—Oui, madame, répondit-il.

—Je ne m’étais pas trompée, ajouta-t-elle en murmurant quand elle retrouva dans les yeux du Réformé ce même regard où la froideur et la haine se cachaient sous une expression d’humilité.

Pardaillan se montra soudain, envoyé par les deux princes lorrains et par le roi. Le capitaine demandé par Marie Stuart suivait ce jeune gentilhomme, un des plus dévoués guisards.

—Allez dire de ma part au Roi, au Grand-Maître et au Cardinal de venir, en leur faisant observer que je ne prendrais point cette liberté s’il n’était survenu quelque chose de grave. Allez, Pardaillan.—Quant à toi, Lewiston, veille sur ce traître de Réformé, dit-elle à l’Écossais dans sa langue maternelle en lui désignant Christophe.

La jeune reine et la reine-mère gardèrent le silence jusqu’à l’arrivée des princes et du roi. Ce moment fut terrible.

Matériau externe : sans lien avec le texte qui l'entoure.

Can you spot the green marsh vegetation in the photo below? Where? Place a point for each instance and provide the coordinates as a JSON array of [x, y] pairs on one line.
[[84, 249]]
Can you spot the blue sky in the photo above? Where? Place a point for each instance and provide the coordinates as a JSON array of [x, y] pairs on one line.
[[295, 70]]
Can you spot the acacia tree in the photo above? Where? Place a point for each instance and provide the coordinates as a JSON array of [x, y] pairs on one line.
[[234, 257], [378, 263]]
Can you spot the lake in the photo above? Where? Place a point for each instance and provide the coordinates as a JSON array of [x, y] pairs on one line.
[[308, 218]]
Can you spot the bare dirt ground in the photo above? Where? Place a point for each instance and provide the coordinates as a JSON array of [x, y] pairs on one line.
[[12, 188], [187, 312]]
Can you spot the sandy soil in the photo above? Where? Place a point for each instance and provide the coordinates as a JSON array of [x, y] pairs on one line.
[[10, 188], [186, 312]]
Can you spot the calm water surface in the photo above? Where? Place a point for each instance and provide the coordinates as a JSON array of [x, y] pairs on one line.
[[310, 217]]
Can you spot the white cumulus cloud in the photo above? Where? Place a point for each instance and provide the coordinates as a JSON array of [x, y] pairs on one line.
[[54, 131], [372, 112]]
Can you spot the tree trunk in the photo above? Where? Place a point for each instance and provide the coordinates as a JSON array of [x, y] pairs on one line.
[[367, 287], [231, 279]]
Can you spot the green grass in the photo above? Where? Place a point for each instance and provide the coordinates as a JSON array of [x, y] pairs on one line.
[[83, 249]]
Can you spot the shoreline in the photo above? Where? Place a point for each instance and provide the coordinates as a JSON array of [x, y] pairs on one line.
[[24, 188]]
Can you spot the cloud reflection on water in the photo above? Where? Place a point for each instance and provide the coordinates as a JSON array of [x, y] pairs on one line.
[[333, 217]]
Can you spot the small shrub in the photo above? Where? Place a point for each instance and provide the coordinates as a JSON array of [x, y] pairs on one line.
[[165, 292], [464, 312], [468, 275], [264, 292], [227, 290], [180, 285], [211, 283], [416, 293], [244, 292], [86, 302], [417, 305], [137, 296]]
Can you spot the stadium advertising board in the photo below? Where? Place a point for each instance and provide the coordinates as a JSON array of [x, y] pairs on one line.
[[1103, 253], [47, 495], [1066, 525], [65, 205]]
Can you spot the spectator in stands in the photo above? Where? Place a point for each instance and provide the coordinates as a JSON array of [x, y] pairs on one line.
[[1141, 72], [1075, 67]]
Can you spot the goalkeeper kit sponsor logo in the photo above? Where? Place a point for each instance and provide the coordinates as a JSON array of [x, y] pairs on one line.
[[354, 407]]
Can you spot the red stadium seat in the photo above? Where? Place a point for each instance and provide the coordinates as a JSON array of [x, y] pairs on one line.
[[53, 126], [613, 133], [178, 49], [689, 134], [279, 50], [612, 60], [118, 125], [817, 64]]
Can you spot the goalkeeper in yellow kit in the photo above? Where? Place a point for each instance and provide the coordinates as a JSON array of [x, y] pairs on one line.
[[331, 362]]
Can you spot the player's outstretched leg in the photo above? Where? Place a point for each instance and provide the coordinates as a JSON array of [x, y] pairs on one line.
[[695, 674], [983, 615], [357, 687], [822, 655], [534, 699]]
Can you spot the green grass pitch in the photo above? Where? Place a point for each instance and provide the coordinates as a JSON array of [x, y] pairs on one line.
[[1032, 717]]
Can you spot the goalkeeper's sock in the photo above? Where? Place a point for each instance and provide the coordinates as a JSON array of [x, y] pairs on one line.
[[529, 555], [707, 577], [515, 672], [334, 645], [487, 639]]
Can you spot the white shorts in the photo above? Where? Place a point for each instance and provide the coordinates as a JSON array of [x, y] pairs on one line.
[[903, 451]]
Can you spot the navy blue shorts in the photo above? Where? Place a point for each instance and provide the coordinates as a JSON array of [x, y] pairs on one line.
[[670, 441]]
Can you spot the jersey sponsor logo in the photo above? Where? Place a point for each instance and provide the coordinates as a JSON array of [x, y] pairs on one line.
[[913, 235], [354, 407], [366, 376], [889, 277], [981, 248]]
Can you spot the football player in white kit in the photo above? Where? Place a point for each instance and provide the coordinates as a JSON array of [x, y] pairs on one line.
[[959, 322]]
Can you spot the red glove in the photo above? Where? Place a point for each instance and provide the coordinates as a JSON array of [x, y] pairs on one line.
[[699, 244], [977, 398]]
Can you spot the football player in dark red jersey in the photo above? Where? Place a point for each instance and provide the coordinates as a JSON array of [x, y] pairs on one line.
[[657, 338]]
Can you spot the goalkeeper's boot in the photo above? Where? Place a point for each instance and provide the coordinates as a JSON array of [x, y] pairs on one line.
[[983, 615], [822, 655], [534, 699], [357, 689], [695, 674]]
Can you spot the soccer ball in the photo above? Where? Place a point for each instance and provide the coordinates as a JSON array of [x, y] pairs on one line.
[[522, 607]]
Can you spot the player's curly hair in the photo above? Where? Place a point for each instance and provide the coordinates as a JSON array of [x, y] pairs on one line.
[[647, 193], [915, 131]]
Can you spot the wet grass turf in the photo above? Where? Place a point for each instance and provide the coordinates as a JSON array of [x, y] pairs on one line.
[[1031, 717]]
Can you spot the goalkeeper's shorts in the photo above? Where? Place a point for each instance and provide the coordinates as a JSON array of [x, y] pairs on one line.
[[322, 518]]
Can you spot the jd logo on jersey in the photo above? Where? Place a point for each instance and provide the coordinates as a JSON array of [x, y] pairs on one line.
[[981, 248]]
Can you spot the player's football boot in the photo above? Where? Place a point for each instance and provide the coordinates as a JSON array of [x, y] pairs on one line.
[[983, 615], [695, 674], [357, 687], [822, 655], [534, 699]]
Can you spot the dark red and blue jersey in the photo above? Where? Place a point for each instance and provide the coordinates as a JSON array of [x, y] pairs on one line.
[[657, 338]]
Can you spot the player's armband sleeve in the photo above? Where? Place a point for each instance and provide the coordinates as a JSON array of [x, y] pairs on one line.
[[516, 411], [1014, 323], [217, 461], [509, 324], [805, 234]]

Marie Stuart avait découvert à sa belle-mère et dans toute son étendue le rôle que lui faisaient jouer ses oncles; sa défiance habituelle et constante s’était trahie, et cette jeune conscience sentait tout ce qu’il y avait de déshonorant dans ce métier pour une grande reine. De son côté, Catherine venait de se livrer par peur et craignait d’être comprise, elle tremblait pour son avenir. Chacune de ces deux femmes, l’une honteuse et colère, l’autre haineuse et tranquille, alla dans l’embrasure de la croisée et s’appuya l’une à droite, l’autre à gauche; mais elles exprimèrent leurs sentiments dans des regards si parlants qu’elles baissèrent les yeux, et, par un mutuel artifice, regardèrent le ciel par la fenêtre. Ces deux femmes si supérieures n’eurent alors pas plus d’esprit que les plus vulgaires. Peut-être en est-il ainsi toutes les fois que les circonstances écrasent les hommes. Il y a toujours un moment où le génie lui-même sent sa petitesse en présence des grandes catastrophes. Quant à Christophe, il était comme un homme qui roule dans un abîme. Lewiston, le capitaine écossais, écoutait ce silence, il regardait le fils du pelletier et les deux reines avec une curiosité soldatesque. L’entrée du jeune roi et de ses deux oncles mit fin à cette situation pénible. Le cardinal alla droit à la reine.

—Je tiens tous les fils de la conspiration des hérétiques, ils m’envoyaient cet enfant chargé de ce traité et de ces documents, lui dit Catherine à voix basse.

Pendant le temps que Catherine s’expliquait avec le cardinal, la reine Marie disait quelques mots à l’oreille du Grand-Maître.

—De quoi s’agit-il? fit le jeune roi qui restait seul au milieu de ces violents intérêts entre-choqués.

—Les preuves de ce que je disais à Votre Majesté ne se sont pas fait attendre, dit le cardinal qui saisit les papiers.